Congresswoman Madeleine Dean (PA-04) gave two updates, each about an hour apart, on her condition, after the rioters stormed the Capitol around 2 p.m. Eastern Time.
Likewise, congresswomen Mary Gay Scanlon (PA-05) and Susan Wild (PA-o7) both confirmed that they were safe and unhurt about an hour after the violence began.
Rep. Chrissy Houlahan (PA-06) made a brief appearance on Fox News after multiple floors of the Capitol had been breached by the rioters.
“I walked by the Capitol steps on my way into the office at 1 o’clock and saw people who had breached the walls of the Capitol building in a very worrisome, very dangerous, and profoundly disappointing way,” she said. Houlahan said she was keeping in touch with a group of congresspeople who are also veterans and that the group was constantly updating each other on develpments and each other’s safety.
Rep. Brendan Boyle (PA-02) clearly expressed his indignation after the riots began.
Later in the day, Boyle tweeted, “Thanks to all who have texted, emailed, and messaged me asking if I’m safe. Happy to report I am. I will also tell you this: we will not let some band of thugs stop us from doing our constitutional duty. Our democracy is at stake.”

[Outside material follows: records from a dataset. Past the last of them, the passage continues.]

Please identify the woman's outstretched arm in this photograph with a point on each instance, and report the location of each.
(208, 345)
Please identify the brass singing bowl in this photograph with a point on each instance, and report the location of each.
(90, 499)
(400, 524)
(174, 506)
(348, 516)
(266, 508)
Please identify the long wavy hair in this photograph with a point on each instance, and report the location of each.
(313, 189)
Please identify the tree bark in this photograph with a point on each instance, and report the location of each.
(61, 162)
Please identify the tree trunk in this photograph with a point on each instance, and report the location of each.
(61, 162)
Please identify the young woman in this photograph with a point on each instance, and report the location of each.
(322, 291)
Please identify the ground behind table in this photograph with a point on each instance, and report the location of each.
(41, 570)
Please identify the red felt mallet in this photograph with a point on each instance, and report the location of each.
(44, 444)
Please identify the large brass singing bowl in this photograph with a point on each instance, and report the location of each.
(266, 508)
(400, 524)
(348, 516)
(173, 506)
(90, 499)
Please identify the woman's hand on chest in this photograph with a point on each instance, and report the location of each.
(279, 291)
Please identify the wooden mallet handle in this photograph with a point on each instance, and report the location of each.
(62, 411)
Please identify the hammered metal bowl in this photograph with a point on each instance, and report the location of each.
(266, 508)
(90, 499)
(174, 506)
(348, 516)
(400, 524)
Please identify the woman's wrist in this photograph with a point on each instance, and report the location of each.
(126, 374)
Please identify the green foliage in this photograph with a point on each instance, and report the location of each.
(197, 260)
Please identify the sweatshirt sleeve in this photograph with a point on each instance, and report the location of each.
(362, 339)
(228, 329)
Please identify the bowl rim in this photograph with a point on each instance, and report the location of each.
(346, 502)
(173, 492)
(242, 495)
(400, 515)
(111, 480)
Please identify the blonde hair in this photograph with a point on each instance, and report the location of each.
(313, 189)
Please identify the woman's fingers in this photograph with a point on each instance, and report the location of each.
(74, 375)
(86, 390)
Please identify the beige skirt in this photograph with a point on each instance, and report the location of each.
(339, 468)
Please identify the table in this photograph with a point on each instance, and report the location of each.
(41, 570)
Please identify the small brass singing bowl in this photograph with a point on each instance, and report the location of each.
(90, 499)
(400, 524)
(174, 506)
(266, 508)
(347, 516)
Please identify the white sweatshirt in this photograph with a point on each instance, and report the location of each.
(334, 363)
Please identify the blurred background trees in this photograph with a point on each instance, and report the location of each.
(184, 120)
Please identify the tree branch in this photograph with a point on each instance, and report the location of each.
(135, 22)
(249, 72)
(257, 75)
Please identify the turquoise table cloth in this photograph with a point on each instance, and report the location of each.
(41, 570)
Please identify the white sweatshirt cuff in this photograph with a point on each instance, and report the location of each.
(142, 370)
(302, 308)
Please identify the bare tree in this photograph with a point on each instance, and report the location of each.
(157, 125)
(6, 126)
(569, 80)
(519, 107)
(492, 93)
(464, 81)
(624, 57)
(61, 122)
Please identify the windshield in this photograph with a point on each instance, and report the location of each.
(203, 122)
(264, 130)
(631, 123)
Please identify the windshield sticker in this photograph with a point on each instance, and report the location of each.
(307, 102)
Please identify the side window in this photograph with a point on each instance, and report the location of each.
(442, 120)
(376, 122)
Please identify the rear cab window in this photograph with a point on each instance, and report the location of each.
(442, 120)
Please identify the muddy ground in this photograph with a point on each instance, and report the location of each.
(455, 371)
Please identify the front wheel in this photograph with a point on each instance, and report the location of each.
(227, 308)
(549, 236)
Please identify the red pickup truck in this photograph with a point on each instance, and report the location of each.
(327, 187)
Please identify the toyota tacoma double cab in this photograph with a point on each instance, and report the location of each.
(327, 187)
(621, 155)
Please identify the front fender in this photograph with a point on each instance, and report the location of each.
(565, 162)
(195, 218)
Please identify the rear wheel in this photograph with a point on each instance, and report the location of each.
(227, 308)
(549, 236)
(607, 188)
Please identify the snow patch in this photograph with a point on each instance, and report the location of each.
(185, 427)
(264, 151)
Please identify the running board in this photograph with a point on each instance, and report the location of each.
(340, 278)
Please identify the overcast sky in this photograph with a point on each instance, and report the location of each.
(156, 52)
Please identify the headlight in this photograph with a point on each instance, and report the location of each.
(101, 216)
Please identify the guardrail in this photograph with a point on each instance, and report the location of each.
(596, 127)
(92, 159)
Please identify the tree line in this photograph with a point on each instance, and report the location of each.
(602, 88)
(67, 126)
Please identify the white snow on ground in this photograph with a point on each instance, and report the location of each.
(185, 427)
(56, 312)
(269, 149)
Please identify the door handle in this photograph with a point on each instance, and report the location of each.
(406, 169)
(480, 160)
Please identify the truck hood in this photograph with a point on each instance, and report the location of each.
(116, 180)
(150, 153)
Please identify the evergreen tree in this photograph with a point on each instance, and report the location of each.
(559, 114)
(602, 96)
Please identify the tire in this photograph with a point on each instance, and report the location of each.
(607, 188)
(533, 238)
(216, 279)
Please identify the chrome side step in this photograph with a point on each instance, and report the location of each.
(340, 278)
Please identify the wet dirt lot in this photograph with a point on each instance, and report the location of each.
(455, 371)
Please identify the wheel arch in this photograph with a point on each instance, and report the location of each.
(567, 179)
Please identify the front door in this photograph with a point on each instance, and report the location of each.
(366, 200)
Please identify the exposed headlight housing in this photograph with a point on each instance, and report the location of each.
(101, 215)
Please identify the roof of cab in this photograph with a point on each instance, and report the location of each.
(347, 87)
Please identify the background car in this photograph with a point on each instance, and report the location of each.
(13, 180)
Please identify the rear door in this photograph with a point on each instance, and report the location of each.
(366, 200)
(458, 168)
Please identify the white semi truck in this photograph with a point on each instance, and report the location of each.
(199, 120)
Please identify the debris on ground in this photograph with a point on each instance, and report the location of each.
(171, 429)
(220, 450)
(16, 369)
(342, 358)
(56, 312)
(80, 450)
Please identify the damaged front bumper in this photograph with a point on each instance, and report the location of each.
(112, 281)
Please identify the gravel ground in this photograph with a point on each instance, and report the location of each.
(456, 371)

Rep. Dwight Evans (PA-03)retweeted a video of President-elect Joe Biden’s speech, made sometime after 3 p.m.
At least one person was reported to have been shot in the confrontation.
At 1 p.m., Vice President Mike Pence began the process of certification of the Electoral College vote from the various states. After Alabama and Alaska were approved, an objection was lodged over the Arizona vote. Per procedure, house members and Senate members went to their respective chambers to debate the objection.
Not long after Senate Majority Leader Mitch McConnell gave an impassioned rebuke of the objection, videos from outside the Capitol showed protesters and rioters massing ever closer to the Capitol doors, which they eventually breached.
At about 3:30, President Trump published a tweet asking for calm.
The Bucks County GOP also tweeted in support of Capitol Police and denounced the violence.
“What we’re seeing today is not democracy—it’s an attempted coup,” Gov. Tom Wolf tweeted. “We had a free and fair election. The results were clear. Republicans from Pres. Trump to PA legislative leaders need to stop the disinformation and tell their supporters the truth before there’s further violence.”
The Delaware County GOP provided the following statement to Delaware Valley Journal:
“The Delaware County Republican Party strongly condemns the violent actions that occurred at the United States Capitol today.
“We understand and respect that many people were there to voice their displeasure with the results of the election, which is their constitutional right to do. However, we do not support those who chose to storm the Capitol, assault members of the law enforcement community, and engage in looting and destruction. As we have said before, violence has no place in political discourse.
“Our thoughts and prayers are with members of the law enforcement community as they work to bring calm to the situation and restore order.”